In Uncategorized on 07/11/2019 at 16:45

Today William James Basie meets William Shakespeare yet again, as we examine Irvin Hannis Catlett, Jr., 2019 T. C. Memo. 86, filed 7/11/19. Irv is petitioning a NOD from a CDP, but IRS has withdrawn the NFTL and abated all the assessments underlying same, so Judge Albert G (“Scholar Al”) Lauber dismisses Irv’s petition as moot.

Irv ran a tax prep operation, from which he got the assessments and NFTL at no extra charge. He went down in USDCDMD on one count of conspiracy to defraud the US of A (18 USC §371), ten (count ‘em, ten) counts of Section 7206(2) prepping phony tax documents, and one count of Section 7212 obstruction. 4 Cir. affirmed, so Irv at time of petition is our guest, and is expected to remain so until 2026.

Oh, and the District Court ordered $3.8 million in restitution, to be paid $500 per month during Irv’s three years of supervised release, which commences when Irv is sprung.

Well, since Irv doesn’t owe until he starts his supervised release in 2026, IRS can’t assess, lien or levy. But once he rejoins the Free World, IRS will be back.

Irv yells “No! Remember Vigon!” I’m sure all y’all vividly recollect Matthew Dean Vigon, star of my blogpost “Crafty – Akin to the Weasel,” 7/24/17.  Irv’s argument is that releasing the lien and abating the assessments doesn’t determine my liability, and I didn’t get a fair trial.

Judge Scholar Al distinguishes both himself and Matty Dean.

“The Tax Court is an Article I court that is not directly constrained by the case or controversy requirement under Article III of the Constitution.  However, the same principles apply to the exercise of our judicial power.  Accordingly, we will dismiss a case as moot if the parties’ subsequent actions have produced a situation in which neither party retains any ‘legally cognizable interest in the outcome.’

“Generally, a CDP case becomes moot when we can grant the taxpayer no further relief.” 2019 T. C. Memo. 86, at p. 7. (Citations omitted).

But of course Tax Court can redetermine liability where petitioner had no chance to litigate same before. Except Irv did. He lost his trial in USDCDMD, 4 Cir affirmed, and that affirmation is final.

“The instant case differs from Vigon in a critical respect.  The premise of our analysis in Vigon was that the taxpayer had raised a proper challenge to his underlying liability for the penalties, a challenge that we had the authority to adjudicate. Petitioner, by contrast, has not raised a proper challenge to his underlying liability for the restitution, and we have no authority to adjudicate that question. His liability for the restitution was fixed by the District Court’s sentencing order, which is now final, and section 6201(c)(4)(C) bars him from challenging the amount of the restitution he has been ordered to pay.” 2019 T. C. Memo. 86, at pp. 11-12.

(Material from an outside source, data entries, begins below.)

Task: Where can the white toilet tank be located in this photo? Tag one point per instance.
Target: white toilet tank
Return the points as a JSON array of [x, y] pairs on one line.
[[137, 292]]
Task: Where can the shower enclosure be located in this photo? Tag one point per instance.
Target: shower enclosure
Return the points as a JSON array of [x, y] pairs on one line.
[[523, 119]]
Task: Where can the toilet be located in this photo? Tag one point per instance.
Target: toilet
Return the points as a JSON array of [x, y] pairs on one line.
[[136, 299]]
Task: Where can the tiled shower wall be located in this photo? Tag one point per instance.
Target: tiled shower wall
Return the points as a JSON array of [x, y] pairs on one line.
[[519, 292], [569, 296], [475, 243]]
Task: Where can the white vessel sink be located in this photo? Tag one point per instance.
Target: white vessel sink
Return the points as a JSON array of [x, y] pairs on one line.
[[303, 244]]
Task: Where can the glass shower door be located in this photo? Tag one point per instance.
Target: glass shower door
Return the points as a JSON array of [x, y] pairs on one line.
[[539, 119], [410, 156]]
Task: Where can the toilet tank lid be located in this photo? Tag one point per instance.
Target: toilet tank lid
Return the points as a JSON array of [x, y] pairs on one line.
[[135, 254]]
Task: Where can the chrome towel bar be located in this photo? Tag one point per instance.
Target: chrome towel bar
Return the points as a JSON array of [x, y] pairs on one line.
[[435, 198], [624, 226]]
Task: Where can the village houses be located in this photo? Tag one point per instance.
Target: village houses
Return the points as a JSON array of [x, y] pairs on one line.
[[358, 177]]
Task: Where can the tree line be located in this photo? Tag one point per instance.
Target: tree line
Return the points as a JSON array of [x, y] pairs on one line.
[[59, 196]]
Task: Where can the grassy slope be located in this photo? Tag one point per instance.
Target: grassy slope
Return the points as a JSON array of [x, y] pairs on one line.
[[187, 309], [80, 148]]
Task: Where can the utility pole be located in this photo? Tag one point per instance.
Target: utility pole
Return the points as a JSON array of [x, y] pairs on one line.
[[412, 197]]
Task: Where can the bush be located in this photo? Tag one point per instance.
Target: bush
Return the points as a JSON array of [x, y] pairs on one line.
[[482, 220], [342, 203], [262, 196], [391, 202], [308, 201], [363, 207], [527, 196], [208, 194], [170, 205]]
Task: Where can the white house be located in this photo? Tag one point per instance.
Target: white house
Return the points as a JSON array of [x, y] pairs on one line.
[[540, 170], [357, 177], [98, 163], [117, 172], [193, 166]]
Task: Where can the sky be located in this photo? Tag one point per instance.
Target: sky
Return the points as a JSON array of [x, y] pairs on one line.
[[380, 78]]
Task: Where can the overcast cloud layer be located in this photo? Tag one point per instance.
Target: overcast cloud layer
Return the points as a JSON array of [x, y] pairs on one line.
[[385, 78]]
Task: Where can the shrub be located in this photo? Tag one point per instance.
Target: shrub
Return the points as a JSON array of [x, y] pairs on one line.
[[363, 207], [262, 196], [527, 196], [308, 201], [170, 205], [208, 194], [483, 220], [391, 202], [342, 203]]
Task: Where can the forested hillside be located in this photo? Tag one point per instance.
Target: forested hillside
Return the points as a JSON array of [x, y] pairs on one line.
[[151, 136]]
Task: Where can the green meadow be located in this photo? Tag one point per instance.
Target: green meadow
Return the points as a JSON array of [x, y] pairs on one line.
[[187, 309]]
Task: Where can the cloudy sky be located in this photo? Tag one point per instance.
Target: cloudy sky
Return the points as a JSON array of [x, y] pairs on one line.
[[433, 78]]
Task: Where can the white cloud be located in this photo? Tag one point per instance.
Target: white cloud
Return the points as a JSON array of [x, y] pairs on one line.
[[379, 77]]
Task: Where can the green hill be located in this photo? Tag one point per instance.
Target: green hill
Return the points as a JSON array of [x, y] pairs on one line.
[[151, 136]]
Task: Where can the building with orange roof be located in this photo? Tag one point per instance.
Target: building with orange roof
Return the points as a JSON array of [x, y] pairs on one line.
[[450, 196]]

Matty Dean was fighting Section 6702 nonassessables. You can’t petition those, since you get no SNOD for those, so no Tax Court trial. Irv got a USDC trial and a 4 Cir appeal.

“In sum, petitioner’s underlying liability for the restitution is not properly before us.  By withdrawing the NFTL filing and abating the assessments as premature, respondent has afforded petitioner all the relief to which he was entitled at the CDP hearing.  Because there is no other relief that we can possibly grant, there is no case or controversy left for us to decide, and we will accordingly dismiss this case as moot.  If respondent elects to reassess the restitution after petitioner is released from prison, current law permits petitioner to challenge that collection effort (on grounds other than nonliability for the restitution) at a future CDP hearing. And if he is dissatisfied with the outcome of that hearing, he may petition this Court for review.” 2019 T. C. Memo. 86, at p. 13.

I make the morning line 8 to 5 that Irv will be back in 2026.